Truly, there’s so much pathos and so much that’s profound in this scenario. Houichi’s mother (Yoshie Tsuji) was glad that she’d been able (thanks to the Chishio, though she didn’t know the cost then) to produce milk and allow her son to survive till weaning, even if it meant giving her own life. Houichi works tirelessly for the goal of providing for his own family so that they’ll never want for anything, and believes he’s achieved what he has through his own hard work alone. There’s true nobility in what these people believe, even if it’s influenced by a Mushi – so in that sense, does it even matter why they feel what they feel? The feelings are real either way. The Narrator speaks of a “living tide” which imbues the Earth – “Milk turns to blood. Milk begets blood and returns to Earth.” Is what we’re seeing here so different, really, from the endless cycle of procreation which every species on Earth practices? Is the human experience not, more than anything, a story of parents giving of themselves to create their children and give them a chance at life?

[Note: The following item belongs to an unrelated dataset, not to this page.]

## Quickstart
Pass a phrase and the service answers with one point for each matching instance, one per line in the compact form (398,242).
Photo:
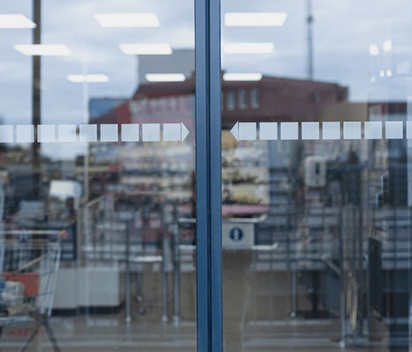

Mushishi is not about simple answers or heroes and villains. It’s about beauty, and sadness, and contemplation – a meditation on questions that defy easy answers. As usual in its ending it leaves much up to us to decide, just as Ginko often does in his departures. He’s left a medicine with Houichi’s father that will purge the Chishio, and Houichi has told him that he cannot give up the power that allows him to provide for his family. But Ginko tells us that several years later, harsh winters have come to the valley – yet the valley still echoes with laughter and joy. Has Houichi decided that the sacrifice – of himself, or even more tellingly of his wife – is too great? Has his father slipped him the medicine without his knowing, his love of his son or the need to honor his wife’s sacrifice impelling him to do so? Each of us, just as in life, must decide on our own answer – but Mushishi has once again beguiled us with a gripping and moving fable that leaves us with much to think about.